Social and behavioral influences on health status, comorbidities, working and living conditions, and poverty lie at the core of the disproportionate burden of illness and death. It remains to be determined, however, the degree of heterogeneity among the Hispanic/Latino population both in terms of incidence and clinical outcomes. For instance, it is not yet known if there are differences in COVID-19 mortality between native-born Hispanics/Latinos and immigrant populations, or whether isolation from government and healthcare systems due to language barriers, socioeconomic status, or documentation status are the primary determinants of worsened health outcomes [Reference Calo, Murray, Francis, Bermudez and Kraschnewski28]. Systematic assessment is needed on the degree to which living conditions, population density, and housing segregation may impact the ability of minority populations to practice social distancing. Further, the types of occupation and demands placed on minority workers may also pose heightened risks of exposure to the virus [Reference Burgard and Lin29]. For example, some analyses indicate that Hispanics/Latinos and African-Americans are overrepresented in “front-line” occupations in New York City, which was cited as the epicenter of coronavirus in the USA during the early months of the pandemic [Reference Mays and Newman30]. These socioeconomic determinants likely will continue to magnify and widen disparities in health-related outcomes to coronavirus.

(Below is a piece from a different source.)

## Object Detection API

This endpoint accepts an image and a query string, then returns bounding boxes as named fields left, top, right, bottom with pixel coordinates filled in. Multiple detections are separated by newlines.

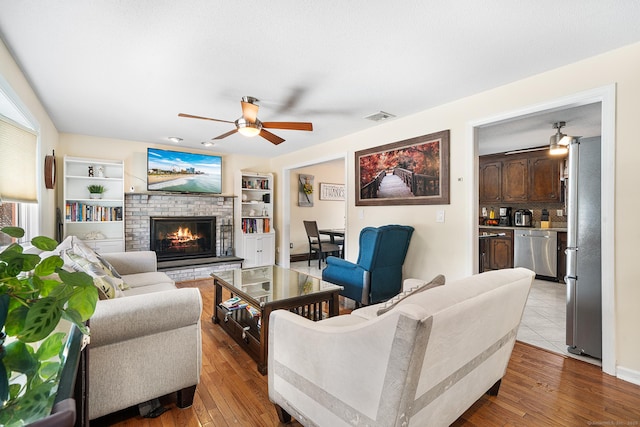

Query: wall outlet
left=557, top=209, right=564, bottom=216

As a way of framing and understanding the impact of biological, social, and behavioral determinants of health, an ecological approach that considers the individual within a sociocultural context may be particularly useful. The ecological approach considers a number of interacting and interdependent contextual influences on health including individual and interpersonal contexts (e.g., coping strategies, relationships between two or more individuals), social and cultural contexts (e.g., socioeconomic status, level of acculturation, or cultural values), and structural contexts (e.g., neighborhood quality, community cohesion, federal or state policies and laws). In addition, the temporal contexts (e.g., life or developmental stage) should also be considered.
A case is made here for the need to gain a deeper understanding of the heterogeneity of Hispanic/Latino populations, differences that go far beyond the country of origin and that encompass a diversity of factors best captured by the inclusion of multiple biological, social, and behavioral determinants of health. This approach would allow us to go beyond documentation of what groups are at highest/lowest risk of certain conditions, to a better understanding of why risk differs across subgroups and how best to devise appropriate interventions.
Acknowledgments
All authors made substantial contributions to the conception and design of the work and participated in drafting and revising it critically for important intellectual content. All authors approved of the final version to be published and agree to be accountable for all aspects of the work in ensuring that questions related to the accuracy or integrity of any part of the work are appropriately investigated and resolved.
Disclosures
The authors have no conflicts of interest to disclose.